Mr. Tsuda liked neither tourism nor social niceties and he took advantage of his spare time to write his books. He greatly enjoyed the quiet atmosphere of Geneva, which allowed him to quickly proceed his work.
This period was an euphoric period in Geneva, there were many participants in the workshops (it was not rare to see 70 to 90 persons) and in the regular sessions (from 3 to 6 sessions per week) 15 to 20 persons per session.
The atmosphere during the sessions was quite extraordinary (huge collective laughter, tears, cries animal alike, somersaults and so on) maybe it wasn’t really the regenerating movement, but « it did some good » and Mr. Tsuda let it be. The workshops were followed by wonderful picnics and impromptu dancing parties. Almost all regular sessions ended in the bistro with big discussions and great laughter.
Contacts between the dojos of Paris and Geneva were very good and I remember a Christmas workshop in Paris for which at least 15 persons of Geneva changed places.
Needless to clarify that through the contact with Mr. Tsuda, very rapidly, not so many people continued practicing macrobiotics.

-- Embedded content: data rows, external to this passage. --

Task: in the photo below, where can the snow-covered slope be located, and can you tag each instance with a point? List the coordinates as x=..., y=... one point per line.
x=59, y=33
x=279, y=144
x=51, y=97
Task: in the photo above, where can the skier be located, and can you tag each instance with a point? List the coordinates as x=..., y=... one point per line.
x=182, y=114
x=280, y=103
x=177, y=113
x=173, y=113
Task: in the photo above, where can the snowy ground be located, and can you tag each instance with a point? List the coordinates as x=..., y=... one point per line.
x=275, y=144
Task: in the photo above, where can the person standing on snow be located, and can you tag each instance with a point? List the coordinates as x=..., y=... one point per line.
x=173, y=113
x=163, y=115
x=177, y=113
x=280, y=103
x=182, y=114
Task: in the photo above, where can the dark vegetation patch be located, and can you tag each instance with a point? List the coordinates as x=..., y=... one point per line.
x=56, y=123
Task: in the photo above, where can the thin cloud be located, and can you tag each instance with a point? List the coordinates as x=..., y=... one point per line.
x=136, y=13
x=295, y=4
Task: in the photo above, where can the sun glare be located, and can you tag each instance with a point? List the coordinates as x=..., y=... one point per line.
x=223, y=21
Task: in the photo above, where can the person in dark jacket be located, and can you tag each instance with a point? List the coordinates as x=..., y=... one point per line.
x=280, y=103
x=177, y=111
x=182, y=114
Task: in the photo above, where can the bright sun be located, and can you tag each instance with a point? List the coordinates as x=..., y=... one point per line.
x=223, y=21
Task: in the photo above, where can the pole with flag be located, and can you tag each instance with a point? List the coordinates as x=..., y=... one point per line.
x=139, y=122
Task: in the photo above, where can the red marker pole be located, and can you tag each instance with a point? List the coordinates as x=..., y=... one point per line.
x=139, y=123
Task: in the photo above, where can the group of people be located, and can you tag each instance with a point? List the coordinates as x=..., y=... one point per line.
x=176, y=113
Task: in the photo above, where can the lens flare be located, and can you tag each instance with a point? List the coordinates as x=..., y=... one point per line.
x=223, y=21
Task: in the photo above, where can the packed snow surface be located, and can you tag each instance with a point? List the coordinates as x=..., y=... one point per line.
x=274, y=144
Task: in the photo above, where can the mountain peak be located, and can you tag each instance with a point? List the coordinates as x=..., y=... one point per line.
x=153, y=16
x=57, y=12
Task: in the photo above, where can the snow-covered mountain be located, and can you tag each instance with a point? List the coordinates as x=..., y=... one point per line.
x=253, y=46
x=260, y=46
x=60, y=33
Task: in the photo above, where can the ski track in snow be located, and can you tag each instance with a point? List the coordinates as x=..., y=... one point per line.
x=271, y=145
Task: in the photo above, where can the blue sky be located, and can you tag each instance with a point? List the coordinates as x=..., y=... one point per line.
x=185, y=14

Next to a trip of Mr. Tsuda to Japan and the arrival of Ms.Tsuda in Europe in May 1976, many things changed in our dojo as in other ones. Mr. Tsuda then told us that we should not confuse regenerating movement with abreaction (letting of steam). The movement sessions have become calmer and more concentrated, which wasn’t necessarily a bad thing. Cries and gesticulations gradually disappeared. But for some people, the transition was too sudden and at the time many practitioners did quit. We later found a certain groups’ atmosphere (outside of the sessions), but it has never been again like in the first years.

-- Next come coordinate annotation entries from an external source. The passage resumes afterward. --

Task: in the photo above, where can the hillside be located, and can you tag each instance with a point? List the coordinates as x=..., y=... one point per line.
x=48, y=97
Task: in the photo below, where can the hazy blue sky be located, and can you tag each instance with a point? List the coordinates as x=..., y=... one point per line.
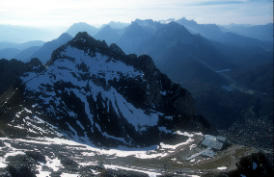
x=65, y=12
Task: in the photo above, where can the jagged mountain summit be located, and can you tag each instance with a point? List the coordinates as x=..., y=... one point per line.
x=97, y=93
x=90, y=94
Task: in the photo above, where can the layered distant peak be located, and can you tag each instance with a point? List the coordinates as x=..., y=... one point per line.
x=96, y=93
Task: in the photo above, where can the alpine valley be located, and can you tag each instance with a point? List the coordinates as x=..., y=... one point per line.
x=78, y=106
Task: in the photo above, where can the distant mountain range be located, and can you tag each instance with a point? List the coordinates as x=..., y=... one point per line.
x=212, y=61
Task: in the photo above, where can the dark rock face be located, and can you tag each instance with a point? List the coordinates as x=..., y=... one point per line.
x=95, y=92
x=11, y=70
x=251, y=166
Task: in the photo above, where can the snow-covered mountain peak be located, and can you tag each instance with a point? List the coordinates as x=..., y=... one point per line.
x=98, y=94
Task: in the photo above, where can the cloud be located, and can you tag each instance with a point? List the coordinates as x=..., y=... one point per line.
x=66, y=12
x=220, y=2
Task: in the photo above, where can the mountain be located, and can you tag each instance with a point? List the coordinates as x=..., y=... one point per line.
x=117, y=25
x=82, y=27
x=215, y=33
x=97, y=92
x=135, y=34
x=20, y=46
x=9, y=53
x=20, y=34
x=260, y=32
x=44, y=52
x=26, y=55
x=21, y=51
x=13, y=69
x=93, y=110
x=109, y=34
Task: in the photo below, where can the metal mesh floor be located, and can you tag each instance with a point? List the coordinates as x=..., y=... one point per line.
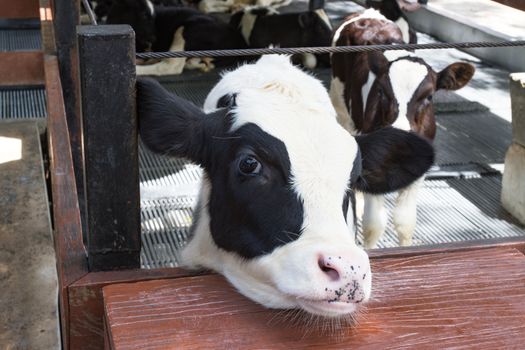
x=20, y=39
x=449, y=210
x=23, y=103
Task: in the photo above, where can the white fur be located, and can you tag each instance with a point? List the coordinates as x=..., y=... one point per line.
x=374, y=219
x=365, y=89
x=295, y=108
x=404, y=214
x=368, y=13
x=309, y=60
x=403, y=25
x=405, y=77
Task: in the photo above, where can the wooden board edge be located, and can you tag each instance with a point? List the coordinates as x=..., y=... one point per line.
x=70, y=252
x=21, y=68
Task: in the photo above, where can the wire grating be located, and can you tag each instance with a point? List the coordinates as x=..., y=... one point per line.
x=23, y=103
x=451, y=210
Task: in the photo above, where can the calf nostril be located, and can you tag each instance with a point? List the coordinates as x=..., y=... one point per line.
x=328, y=269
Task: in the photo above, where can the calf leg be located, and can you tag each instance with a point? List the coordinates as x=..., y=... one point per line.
x=168, y=66
x=404, y=214
x=374, y=219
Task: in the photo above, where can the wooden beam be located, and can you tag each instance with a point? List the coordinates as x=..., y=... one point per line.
x=70, y=252
x=21, y=68
x=65, y=18
x=110, y=140
x=19, y=9
x=86, y=303
x=470, y=299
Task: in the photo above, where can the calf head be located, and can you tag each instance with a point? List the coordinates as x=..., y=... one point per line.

Ms. Tsuda then advised us to also practice aikido. So in May 1977 we installed tatamis in our dojo, previously, the ground was only covered with a carpet.
A six weeks summer seminar was organized in Geneva in July and August 1977. We finished this seminar reaching the end of our tether, but it allowed us to pay for the installation of almost all mats completely.

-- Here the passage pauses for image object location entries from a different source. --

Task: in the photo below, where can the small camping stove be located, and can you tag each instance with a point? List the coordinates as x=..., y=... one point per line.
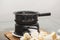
x=26, y=20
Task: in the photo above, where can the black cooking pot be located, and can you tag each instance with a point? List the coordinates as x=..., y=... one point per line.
x=26, y=17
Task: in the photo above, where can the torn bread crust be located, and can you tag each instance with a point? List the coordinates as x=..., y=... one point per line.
x=43, y=35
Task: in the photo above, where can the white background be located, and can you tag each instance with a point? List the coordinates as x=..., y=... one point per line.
x=7, y=7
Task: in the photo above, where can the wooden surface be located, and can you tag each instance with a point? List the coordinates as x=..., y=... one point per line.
x=10, y=36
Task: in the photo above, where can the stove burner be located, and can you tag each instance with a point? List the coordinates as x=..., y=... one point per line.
x=26, y=20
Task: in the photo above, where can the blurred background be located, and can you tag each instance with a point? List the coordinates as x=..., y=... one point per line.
x=50, y=23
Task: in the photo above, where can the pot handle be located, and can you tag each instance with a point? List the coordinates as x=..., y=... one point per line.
x=44, y=14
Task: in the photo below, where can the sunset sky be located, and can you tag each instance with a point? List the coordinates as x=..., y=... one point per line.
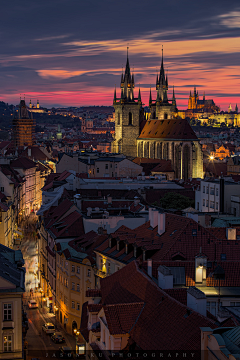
x=71, y=52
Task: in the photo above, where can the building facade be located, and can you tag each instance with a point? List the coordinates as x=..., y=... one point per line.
x=162, y=136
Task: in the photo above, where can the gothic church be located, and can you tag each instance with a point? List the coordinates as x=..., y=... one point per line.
x=164, y=136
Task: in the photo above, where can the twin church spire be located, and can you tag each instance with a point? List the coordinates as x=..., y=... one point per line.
x=127, y=87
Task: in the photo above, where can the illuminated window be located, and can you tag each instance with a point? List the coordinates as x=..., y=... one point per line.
x=7, y=343
x=7, y=312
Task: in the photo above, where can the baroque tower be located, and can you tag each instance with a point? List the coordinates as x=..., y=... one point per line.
x=128, y=115
x=23, y=127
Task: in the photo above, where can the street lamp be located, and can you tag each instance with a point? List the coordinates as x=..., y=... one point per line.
x=56, y=309
x=76, y=332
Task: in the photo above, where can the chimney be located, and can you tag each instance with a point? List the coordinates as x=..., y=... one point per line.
x=150, y=267
x=153, y=217
x=165, y=277
x=196, y=300
x=136, y=200
x=161, y=223
x=231, y=233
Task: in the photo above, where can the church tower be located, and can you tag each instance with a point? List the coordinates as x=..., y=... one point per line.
x=128, y=115
x=162, y=109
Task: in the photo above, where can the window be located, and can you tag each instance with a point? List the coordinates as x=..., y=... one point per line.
x=223, y=257
x=7, y=343
x=130, y=118
x=178, y=275
x=7, y=312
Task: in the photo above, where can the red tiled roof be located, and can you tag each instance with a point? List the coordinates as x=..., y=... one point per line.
x=163, y=166
x=121, y=317
x=161, y=313
x=168, y=129
x=94, y=307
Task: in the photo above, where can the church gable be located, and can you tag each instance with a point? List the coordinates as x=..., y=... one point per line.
x=174, y=129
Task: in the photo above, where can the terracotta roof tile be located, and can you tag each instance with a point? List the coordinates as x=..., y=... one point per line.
x=168, y=129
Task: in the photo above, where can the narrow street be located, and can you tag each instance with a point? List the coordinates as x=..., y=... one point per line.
x=39, y=344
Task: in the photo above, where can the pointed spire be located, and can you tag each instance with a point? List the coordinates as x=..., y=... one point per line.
x=122, y=96
x=150, y=97
x=139, y=97
x=173, y=98
x=115, y=95
x=165, y=99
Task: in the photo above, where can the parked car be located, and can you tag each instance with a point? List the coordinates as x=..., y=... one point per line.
x=32, y=304
x=49, y=328
x=57, y=337
x=65, y=352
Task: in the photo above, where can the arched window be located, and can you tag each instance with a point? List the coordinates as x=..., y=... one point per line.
x=130, y=118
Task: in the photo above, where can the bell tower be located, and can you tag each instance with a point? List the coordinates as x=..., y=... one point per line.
x=128, y=115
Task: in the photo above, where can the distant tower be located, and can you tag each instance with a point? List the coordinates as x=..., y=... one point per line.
x=128, y=115
x=59, y=133
x=23, y=127
x=162, y=108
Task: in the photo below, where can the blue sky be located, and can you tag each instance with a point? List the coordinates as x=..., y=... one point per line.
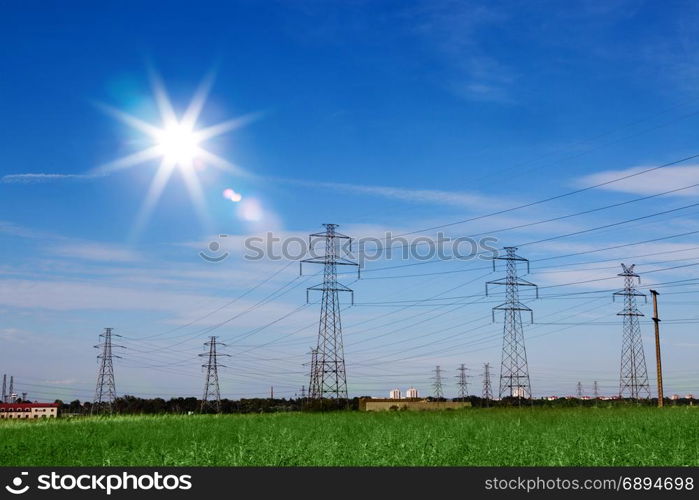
x=374, y=115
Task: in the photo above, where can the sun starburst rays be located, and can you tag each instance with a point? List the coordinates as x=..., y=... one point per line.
x=179, y=144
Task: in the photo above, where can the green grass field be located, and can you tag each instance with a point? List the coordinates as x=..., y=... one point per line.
x=584, y=436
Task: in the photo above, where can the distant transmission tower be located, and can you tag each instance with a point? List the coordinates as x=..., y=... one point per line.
x=487, y=384
x=514, y=372
x=105, y=392
x=331, y=377
x=462, y=381
x=437, y=384
x=633, y=380
x=212, y=392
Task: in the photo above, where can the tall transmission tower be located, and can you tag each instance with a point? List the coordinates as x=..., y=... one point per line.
x=633, y=378
x=487, y=384
x=437, y=384
x=212, y=393
x=105, y=391
x=313, y=387
x=462, y=381
x=514, y=371
x=331, y=374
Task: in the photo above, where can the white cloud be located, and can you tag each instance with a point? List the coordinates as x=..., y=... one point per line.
x=657, y=181
x=40, y=177
x=429, y=196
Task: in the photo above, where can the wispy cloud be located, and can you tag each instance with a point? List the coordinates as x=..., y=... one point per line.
x=35, y=178
x=657, y=181
x=96, y=252
x=452, y=30
x=429, y=196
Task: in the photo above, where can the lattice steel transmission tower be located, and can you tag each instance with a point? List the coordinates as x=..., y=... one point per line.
x=633, y=379
x=212, y=392
x=437, y=384
x=514, y=371
x=331, y=376
x=105, y=392
x=487, y=384
x=313, y=384
x=462, y=381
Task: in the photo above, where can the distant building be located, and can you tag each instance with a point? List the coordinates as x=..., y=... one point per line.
x=375, y=404
x=28, y=410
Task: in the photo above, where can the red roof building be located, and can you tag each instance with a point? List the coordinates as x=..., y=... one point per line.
x=29, y=410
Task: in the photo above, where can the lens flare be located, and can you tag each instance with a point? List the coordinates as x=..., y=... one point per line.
x=178, y=145
x=251, y=210
x=231, y=195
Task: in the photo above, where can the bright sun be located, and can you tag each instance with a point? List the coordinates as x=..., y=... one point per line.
x=178, y=144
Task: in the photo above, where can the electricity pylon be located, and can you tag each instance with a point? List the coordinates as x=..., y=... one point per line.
x=633, y=375
x=331, y=374
x=462, y=381
x=487, y=384
x=105, y=392
x=514, y=371
x=437, y=384
x=212, y=392
x=313, y=387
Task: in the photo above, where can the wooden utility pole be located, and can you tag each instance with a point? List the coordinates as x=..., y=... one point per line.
x=656, y=321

From January 1978, Mr. Tsuda came regularly conducting 5 days’ workshops of regenerating movement and aikido, every month until January 1983. There have been ups and downs, the number of participants in workshops fluctuating from 20 to 70 persons, participants in regular sessions fluctuating from 2 to 20 persons.
At this time, the dojo Geneva organized summer seminars in Arcachon, in 1979 and 1980, seminars with a very friendly atmosphere.
From 1977 to 1982, the people responsible for the dojo took care of typing out the booklets of Mr. Tsuda and photocopying and sending them to subscribers. They were also involved in publication and dissemination of the schedule of the workshops of Mr. Tsuda for different dojos (Paris, Geneva, Brussels, Palma, Ibiza, Madrid). From 1973 to 1983, about 1000 persons attended the dojo Geneva.
From l974 the dojo Geneva was run by Christoph and myself, being the administrators. The dojo Geneva is a simple partnership and not an association. There are currently no gatherings or meetings, but the important things are discussed informally after the sessions.
Throughout this period, Mr. and Mrs. Tsuda stayed with Christoph. Ms. Tsuda cooked for us a lunch (absolutely marvelous food) and we cooked a simple diner so she could attend the regenerating movement sessions.
We had a very pleasant time together as a family, at often very funny moments, this to the astonishment of those who believed one had to be serious to comprehend the movement and aikido.
Mr. Tsuda was a bon vivant who liked good food and good drinks. He enjoyed both the Asian cuisine and French cuisine with his glass of red wine. He also liked good cigar.
Concluding, I would say that Mr. Tsuda (in Geneva we have never called him Master Tsuda, but we considered him as such) was an unusual character and he has left a great emptiness behind him after his death.
After the death of Mr. Tsuda, we have made some changes in our schedules. Currently our activities are still ongoing. The Geneva dojo can count upon about thirty inflexible persons to pursue the path shown by Mr. Tsuda.